De plus, l’affaire de la Brinks réussit à faire peur à certains électeurs. En effet, un photographe de la Gazette, journal anglophone de Montréal, publie une photographie montrant un camion de la Brinks chargé de millions de dollars qui pour des raisons sécuritaires au cas où les souverainistes prendraient le pouvoir, fait route vers l’Ontario.


Robert Bourassa et le Parti libéral remportent la victoire en faisant élire 72 députés. 17 députés unionistes sont élus ainsi que 12 députés du Ralliement créditiste. Pour sa part, le Parti québécois, malgré ses 23% des voix, ne remporte que sept comtés. René Lévesque est défait dans son comté.

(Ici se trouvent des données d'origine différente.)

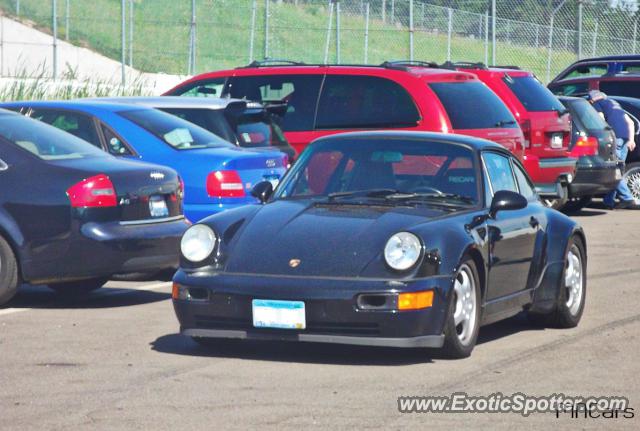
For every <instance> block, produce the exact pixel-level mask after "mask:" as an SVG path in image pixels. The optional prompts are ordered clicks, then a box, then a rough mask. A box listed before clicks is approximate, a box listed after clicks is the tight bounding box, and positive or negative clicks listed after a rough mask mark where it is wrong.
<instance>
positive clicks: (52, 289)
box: [49, 277, 109, 296]
mask: <svg viewBox="0 0 640 431" xmlns="http://www.w3.org/2000/svg"><path fill="white" fill-rule="evenodd" d="M107 281H109V277H100V278H90V279H88V280H80V281H67V282H64V283H52V284H49V289H52V290H55V291H56V293H58V294H59V295H64V296H76V295H86V294H87V293H89V292H93V291H94V290H98V289H100V288H101V287H102V286H104V285H105V283H106V282H107Z"/></svg>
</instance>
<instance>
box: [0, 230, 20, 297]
mask: <svg viewBox="0 0 640 431" xmlns="http://www.w3.org/2000/svg"><path fill="white" fill-rule="evenodd" d="M17 292H18V263H17V262H16V258H15V256H14V254H13V250H12V249H11V246H10V245H9V243H8V242H7V241H5V239H4V238H3V237H1V236H0V305H3V304H6V303H7V302H9V301H10V300H11V298H13V297H14V296H15V294H16V293H17Z"/></svg>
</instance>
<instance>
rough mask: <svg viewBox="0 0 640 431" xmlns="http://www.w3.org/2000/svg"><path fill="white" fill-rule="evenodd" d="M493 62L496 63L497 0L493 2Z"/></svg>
mask: <svg viewBox="0 0 640 431" xmlns="http://www.w3.org/2000/svg"><path fill="white" fill-rule="evenodd" d="M491 15H492V20H491V64H493V65H495V64H496V0H492V2H491Z"/></svg>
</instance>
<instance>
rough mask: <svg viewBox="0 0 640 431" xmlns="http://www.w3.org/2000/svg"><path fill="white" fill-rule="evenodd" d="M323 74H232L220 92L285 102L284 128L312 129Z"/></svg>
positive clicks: (259, 98)
mask: <svg viewBox="0 0 640 431" xmlns="http://www.w3.org/2000/svg"><path fill="white" fill-rule="evenodd" d="M321 82H322V75H270V76H235V77H232V78H229V80H228V81H227V85H226V86H225V89H224V92H223V96H225V97H233V98H237V99H246V100H251V101H256V102H262V103H286V104H287V111H286V114H285V115H284V118H283V119H282V124H281V126H282V129H283V130H284V131H285V132H290V131H302V130H312V129H313V121H314V118H315V114H316V112H315V107H316V103H317V100H318V94H319V92H320V83H321Z"/></svg>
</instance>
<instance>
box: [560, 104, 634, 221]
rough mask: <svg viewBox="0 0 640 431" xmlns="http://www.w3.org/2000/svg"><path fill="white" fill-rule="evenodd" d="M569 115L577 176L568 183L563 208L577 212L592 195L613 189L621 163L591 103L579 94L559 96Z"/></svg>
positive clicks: (600, 121) (611, 130) (573, 149)
mask: <svg viewBox="0 0 640 431" xmlns="http://www.w3.org/2000/svg"><path fill="white" fill-rule="evenodd" d="M559 99H560V101H561V102H562V104H563V105H564V106H565V107H566V108H567V109H568V110H569V113H570V114H571V133H572V134H571V144H570V146H569V153H570V155H571V156H573V157H577V158H578V163H577V164H576V176H575V178H574V179H573V181H572V182H571V183H570V184H569V196H570V197H569V201H568V202H567V203H566V204H565V206H564V207H563V210H564V211H569V212H571V211H577V210H579V209H581V208H582V207H584V206H585V205H587V204H588V203H589V202H590V201H591V198H592V197H596V196H603V195H605V194H607V193H608V192H610V191H611V190H613V189H615V188H616V186H617V185H618V183H619V182H620V180H621V179H622V172H623V171H624V163H623V162H619V161H618V157H617V156H616V149H615V134H614V133H613V130H612V129H611V127H610V126H609V125H608V124H607V123H606V121H604V119H602V117H601V116H600V115H599V114H598V111H596V110H595V109H594V108H593V106H591V104H590V103H589V102H588V101H586V100H585V99H583V98H580V97H568V96H560V97H559Z"/></svg>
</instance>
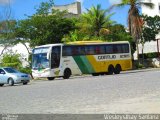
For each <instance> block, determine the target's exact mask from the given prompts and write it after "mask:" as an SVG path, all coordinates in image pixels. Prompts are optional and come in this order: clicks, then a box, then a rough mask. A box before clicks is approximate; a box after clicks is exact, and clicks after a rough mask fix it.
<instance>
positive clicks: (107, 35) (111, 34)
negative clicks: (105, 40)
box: [106, 24, 132, 42]
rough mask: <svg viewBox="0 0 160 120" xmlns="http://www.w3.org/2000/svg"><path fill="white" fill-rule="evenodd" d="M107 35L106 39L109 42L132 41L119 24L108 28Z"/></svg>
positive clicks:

Un drame vient rapidement frapper le nouveau gouvernement, en 1970, avec l’apparition du FLQ et l’assassinat du ministre Pierre Laporte. Lévesque et quelques autres personnalités s’élèvent à la fois contre la violence et contre les actions du gouvernement Bourassa qui se soumet trop docilement aux dictats du gouvernement fédéral de Pierre Trudeau. Robert Bourassa profitant du momentum déclenche de nouvelles élections. Il remporte une éclatante victoire en faisant élire 102 députés sur 110. Pour une deuxième fois, René Lévesque est défait. La contestation du leader du parti se fait plus bruyante. René Lévesque pense même à démissionner.


Le deuxième mandat du gouvernement Bourassa est mouvementé. C’est d’abord le problème de la langue qui remonte à la surface. Le gouvernement Bourassa décide de passer à l’action en faisant passer la loi 22. Cette loi fait du français la seule langue officielle et oblige les enfants des immigrants à s’inscrire à l’école française. La seule exception est pour les enfants qui réussissent à démontrer «une connaissance suffisante» de l’anglais. De plus, on oblige l’affichage avec une prédominance du français.Cette loi est décriée à la fois par les anglophones qui la trouvent infâme et les francophones qui la considèrent comme une trahison.


Et puis, c'est la crise constitutionnelle de Victoria. Dans un premier temps, Bourassa croit que la formule de rapatriement proposée par le gouvernement Trudeau est susceptible d’un accord. Devant les pressions des différents milieux politiques et médiatiques du Québec dont l’influent Claude Ryan, directeur du devoir, Bourassa refuse l’accord de Victoria à la grande déception de Pierre Elliot Trudeau. Ce dernier menace même de rapatrier la constitution de façon unilatérale. Bourassa sentant son leadersphip remit dangereusement en question décide de convoquer des élections pour le 15 novembre 1976, journée incontournable où le miracle de René Lévesque et son parti va se produire.